Understanding AWS Cognito User and Identity Pools for Serverless Apps
Amazon Cognito is Amazon Web Services’ service for managing user authentication and access control. Although it was originally associated with AWS’s mobile backend-as-a-service offering (MBaaS), it has recently gained the attention of the serverless crowd, who are looking for ways to offload user management concerns to a service provider. Cognito solves this problem by providing a fully managed, scalable and cost-effective sign-up/sign-in service — but at the cost of a steep learning curve. One of the reasons for this is because Cognito is comprised of two services — User Pools and Identity Pools (a.k.a. Federated Identities) — that are similar on the surface but different under the hood. These two services solve the same problem (i.e. authentication and authorization) but do so in very different ways. They can also be used separately or together, providing both flexibility and a source of confusion at first.
In this article, I’ll provide a gentle introduction to User Pools and Identity Pools, including the nuanced relationship between them. Before we dive into the explanation, however, we first need to explain two core security concepts: authentication vs. authorization and identity providers.
Authentication vs. Authorization
In the security world, the terms “authentication” and “authorization” have very specific meanings. Authentication is the process of verifying a user’s identity. Most commonly, users authenticate with a username (which identifies the user) and a password (which confirms the user is who he claims). Authorization, in contrast, is the process of granting users access to specific resources after they have been authenticated. For example, users might be placed into one or more groups based on their job title, and the application then determines which features are available to them based on their group membership.
An Identity Provider is a service that manages authentication, providing a user login and the ability to verify a user’s identity. AWS Cognito has its own Identity Provider (using User Pools, which are explained below), but it can also integrate with well-established third-party Identity Providers like Facebook and Google. Additionally, Cognito can integrate with any Identity Provider that implements the SAML or OAuth2 protocols. The process of integrating with a third-party for authentication is called Federation.
User Pools vs. Identity Pools — Understanding the Difference
As we mentioned earlier, AWS Cognito is comprised of two separate, but related, services: User Pools and Identity Pools (also called Federated Identities). User Pools provide a user directory for your application, including all the bells and whistles that come with user management, like sign-up, sign-in, group management, etc. User Pools also provide your app with information like the user’s ID and group membership, so that your code can handle authorization. Identity Pools, in contrast, are used to assign IAM roles to users who authenticate through a separate Identity Provider. Because these users are assigned an IAM role, they each have their own set of IAM permissions, allowing them to access AWS resources directly.

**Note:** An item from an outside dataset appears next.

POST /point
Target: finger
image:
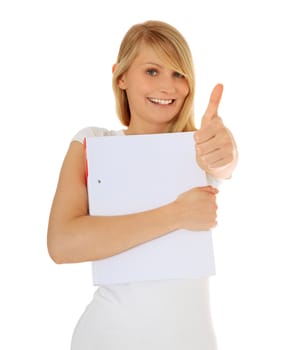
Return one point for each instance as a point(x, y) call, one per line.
point(212, 108)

Because Identity Pools map a user from an Identity Provider to an IAM role, they essentially allow you to delegate authorization for AWS resources to AWS itself. This is the critical distinction between User Pools and Identity Pools. User Pools (by themselves) don’t deal with permissions at the IAM-level. Rather, they provide information like group membership and the user’s ID to your app, so you can deal with authorization yourself. Identity Pools, in contrast, grant users’ permissions at the IAM level. This means that Identity Pools allow for a much more granular set of permissions, with respect to AWS services.

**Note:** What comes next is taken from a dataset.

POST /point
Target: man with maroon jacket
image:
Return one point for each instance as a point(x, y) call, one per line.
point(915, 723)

Let’s use an example to illustrate the distinction. Say you’re developing a serverless app using Cognito and Lambda. If you used User Pools to manage authentication, then you could configure API Gateway to pass through the user’s ID and group membership to your application. This would allow your code to determine if the user has sufficient permissions to access the requested functionality. However, the IAM permissions used to access the underlying AWS resources, like DynamoDB, would come from the Lambda execution role. All users who access your app would be operating under the same IAM role, and it would be up to you to make sure the right users get access to the right resources.
However, if your application was using Identity Pools, then AWS would assign the user to an IAM role, and you could flow the permissions associated with that role through the application. This would mean, for example, that the user could access DynamoDB with her own IAM permissions, rather than the application-wide permissions that come from the Lambda execution role.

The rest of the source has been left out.